Under a January peace deal between the government and southern rebels of the Sudan People’s Liberation Army, the district is one of three granted a special status during six years of interim autonomy in the south, leading up to a referendum on independence.

Misariyah Arab nomads, who formed pro-government militias during the two-decade war between Khartoum and the SPLA, rejected the recommendations of the panel chaired by former US ambassador Donald Peterson, as did the district’s current administration.

“The Misariyah, as Sudanese, stand for unity and… declare their absolute rejection of the report of the Abyei Demarcation Commission and urge the presidency to take fair and serious decisions based on the documents that prove their historic and inherited right,” the Misariyah General Union said.

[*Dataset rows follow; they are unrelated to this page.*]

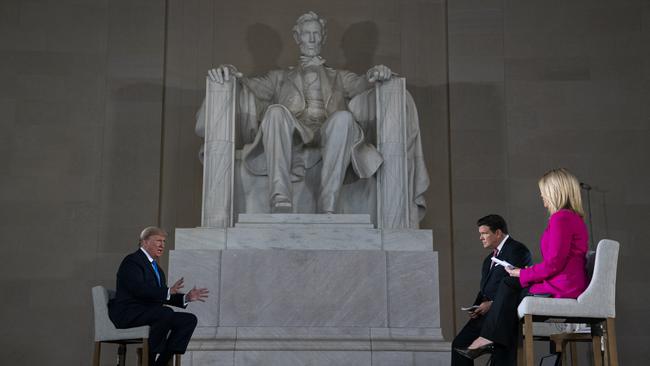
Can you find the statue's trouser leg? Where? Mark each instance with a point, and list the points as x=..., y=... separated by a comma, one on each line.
x=277, y=132
x=338, y=134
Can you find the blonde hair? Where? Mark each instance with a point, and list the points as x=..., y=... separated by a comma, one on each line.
x=561, y=189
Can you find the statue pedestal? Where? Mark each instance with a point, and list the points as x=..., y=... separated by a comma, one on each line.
x=301, y=289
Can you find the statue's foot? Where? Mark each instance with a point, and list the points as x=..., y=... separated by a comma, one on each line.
x=282, y=205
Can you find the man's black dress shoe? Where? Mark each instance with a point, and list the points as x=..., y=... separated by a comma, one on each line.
x=475, y=352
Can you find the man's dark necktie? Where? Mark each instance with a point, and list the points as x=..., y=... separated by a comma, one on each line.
x=155, y=269
x=495, y=252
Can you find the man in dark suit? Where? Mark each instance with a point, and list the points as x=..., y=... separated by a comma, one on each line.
x=493, y=232
x=142, y=292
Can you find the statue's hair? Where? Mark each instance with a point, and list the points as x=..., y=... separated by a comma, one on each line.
x=561, y=189
x=308, y=17
x=150, y=231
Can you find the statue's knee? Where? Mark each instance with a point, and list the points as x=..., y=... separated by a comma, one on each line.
x=276, y=116
x=274, y=111
x=341, y=120
x=343, y=117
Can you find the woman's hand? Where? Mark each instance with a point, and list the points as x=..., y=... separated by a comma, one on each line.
x=513, y=271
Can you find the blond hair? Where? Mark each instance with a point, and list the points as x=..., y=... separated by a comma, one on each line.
x=561, y=189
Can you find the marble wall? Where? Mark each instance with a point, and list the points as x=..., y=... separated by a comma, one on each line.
x=80, y=140
x=93, y=147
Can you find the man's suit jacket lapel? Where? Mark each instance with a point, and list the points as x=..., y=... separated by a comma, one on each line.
x=147, y=264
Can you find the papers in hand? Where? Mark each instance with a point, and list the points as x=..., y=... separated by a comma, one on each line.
x=502, y=263
x=469, y=308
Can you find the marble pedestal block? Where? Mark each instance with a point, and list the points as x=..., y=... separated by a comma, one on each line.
x=311, y=290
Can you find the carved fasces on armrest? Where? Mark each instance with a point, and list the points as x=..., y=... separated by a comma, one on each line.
x=219, y=152
x=392, y=183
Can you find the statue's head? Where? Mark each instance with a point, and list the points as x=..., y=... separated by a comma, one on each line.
x=310, y=33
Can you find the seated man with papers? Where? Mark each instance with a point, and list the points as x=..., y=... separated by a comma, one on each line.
x=505, y=251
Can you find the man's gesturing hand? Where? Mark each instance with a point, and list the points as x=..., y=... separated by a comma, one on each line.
x=197, y=294
x=177, y=286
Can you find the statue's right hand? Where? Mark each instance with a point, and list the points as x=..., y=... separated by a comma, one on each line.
x=223, y=73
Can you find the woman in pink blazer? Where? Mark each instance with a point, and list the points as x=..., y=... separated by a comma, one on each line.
x=561, y=273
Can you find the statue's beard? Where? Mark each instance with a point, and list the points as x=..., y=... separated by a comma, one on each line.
x=310, y=50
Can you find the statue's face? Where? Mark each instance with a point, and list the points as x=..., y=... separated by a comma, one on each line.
x=310, y=38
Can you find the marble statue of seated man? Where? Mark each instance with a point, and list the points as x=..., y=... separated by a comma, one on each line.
x=306, y=106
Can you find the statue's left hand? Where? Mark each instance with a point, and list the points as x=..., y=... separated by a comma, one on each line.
x=379, y=73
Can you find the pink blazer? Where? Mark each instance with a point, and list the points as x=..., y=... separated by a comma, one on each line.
x=562, y=271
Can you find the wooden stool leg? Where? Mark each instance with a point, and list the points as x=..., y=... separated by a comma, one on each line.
x=611, y=342
x=121, y=355
x=528, y=340
x=97, y=353
x=574, y=354
x=145, y=351
x=596, y=343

“We declare our adherence to the 1956 (independence) boundaries which have been defined by historical international conventions and we reject all plans aimed at annexing Abyei to a region that isolates it from its historic and geographic environment.”

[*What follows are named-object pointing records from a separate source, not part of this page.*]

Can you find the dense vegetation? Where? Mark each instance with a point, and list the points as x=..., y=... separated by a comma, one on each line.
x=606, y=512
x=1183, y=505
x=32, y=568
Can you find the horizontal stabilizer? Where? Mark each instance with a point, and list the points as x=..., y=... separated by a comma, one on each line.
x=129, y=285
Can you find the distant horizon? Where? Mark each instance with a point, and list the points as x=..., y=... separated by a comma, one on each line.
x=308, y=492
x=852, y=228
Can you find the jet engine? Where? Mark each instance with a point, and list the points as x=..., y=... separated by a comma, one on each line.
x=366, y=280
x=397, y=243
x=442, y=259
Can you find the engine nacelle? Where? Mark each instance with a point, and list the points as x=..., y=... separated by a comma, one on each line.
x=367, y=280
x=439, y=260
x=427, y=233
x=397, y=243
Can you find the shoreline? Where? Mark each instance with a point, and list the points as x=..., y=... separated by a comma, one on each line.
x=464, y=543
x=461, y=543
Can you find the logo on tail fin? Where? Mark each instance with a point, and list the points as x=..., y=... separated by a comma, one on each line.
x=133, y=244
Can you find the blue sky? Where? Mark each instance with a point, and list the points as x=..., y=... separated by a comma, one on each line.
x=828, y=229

The report was also rejected by the Abyei Legislative Council which slammed it as “biased, dishonest and full of lies”.

The Khartoum government, which had five members on the 15-member commission, the same as the SPLA, said it was still discussing the report but expressed confidence it would not unravel January’s landmark deal.

“The report will not pose a threat to the peace agreement,” said Foreign Minister Mustafa Osman Ismail.

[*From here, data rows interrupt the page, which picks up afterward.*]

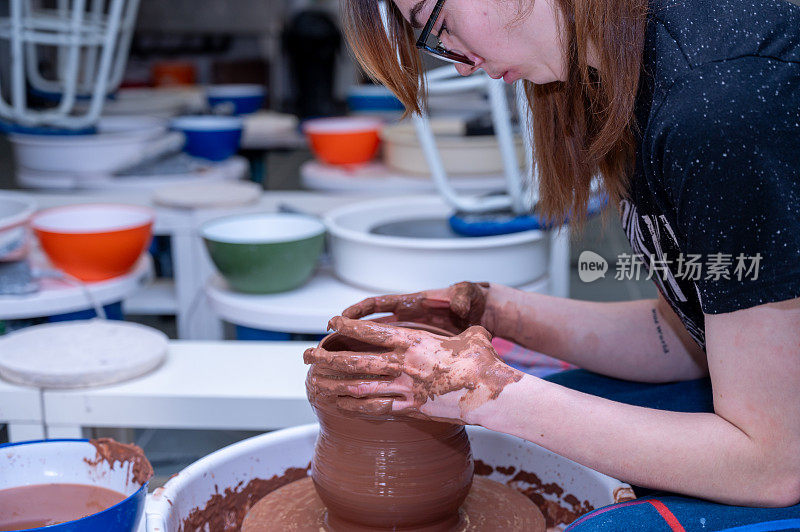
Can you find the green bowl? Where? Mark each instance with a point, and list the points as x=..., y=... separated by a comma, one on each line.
x=264, y=253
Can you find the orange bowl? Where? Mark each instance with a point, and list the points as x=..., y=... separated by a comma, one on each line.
x=343, y=140
x=93, y=242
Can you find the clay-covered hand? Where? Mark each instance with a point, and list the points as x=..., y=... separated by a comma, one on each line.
x=453, y=309
x=411, y=372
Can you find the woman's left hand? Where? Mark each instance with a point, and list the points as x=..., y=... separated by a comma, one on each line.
x=411, y=372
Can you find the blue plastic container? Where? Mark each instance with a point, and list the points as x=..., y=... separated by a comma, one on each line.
x=237, y=99
x=373, y=98
x=210, y=137
x=70, y=461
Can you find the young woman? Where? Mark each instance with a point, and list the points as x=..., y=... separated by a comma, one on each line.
x=689, y=110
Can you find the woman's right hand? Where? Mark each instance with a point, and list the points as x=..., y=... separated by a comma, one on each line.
x=453, y=309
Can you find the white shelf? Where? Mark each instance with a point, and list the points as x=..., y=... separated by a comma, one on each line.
x=156, y=298
x=59, y=297
x=304, y=310
x=378, y=178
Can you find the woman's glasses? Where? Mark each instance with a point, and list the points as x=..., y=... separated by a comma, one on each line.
x=437, y=49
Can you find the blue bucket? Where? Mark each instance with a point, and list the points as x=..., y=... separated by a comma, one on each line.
x=237, y=99
x=209, y=136
x=74, y=462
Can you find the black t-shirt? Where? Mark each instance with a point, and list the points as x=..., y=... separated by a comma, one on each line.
x=717, y=178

Abyei’s fate was one of the main stumbling blocks in years of tortuous negotiations between the government and the SPLA that culminated in the peace deal, under which the south will vote on independence after six years of interim autonomy.

Under an agreement reached in May last year, special provisions apply to Abyei and two other disputed districts on the north-south border — the Nuba mountains and southern Blue Nile state.

The accord provides for an elected Executive Council to administer Abyei during the interim period, with a “special administrative status” allowing residents to vote in both north and south Sudan.

It also establishes a formula for sharing out oil revenues from the distict and provides for a separate referendum in Abyei in 2011 on whether the district wants to join the north or south.

Abyei was heavily depopulated during the civil war — Africa’s longest-running conflict.

It formed part of the south until a British colonial reorganization in 1905, and its main population apart from the Misiriyah is Dinka, the same ethnic group as SPLA leader John Garang.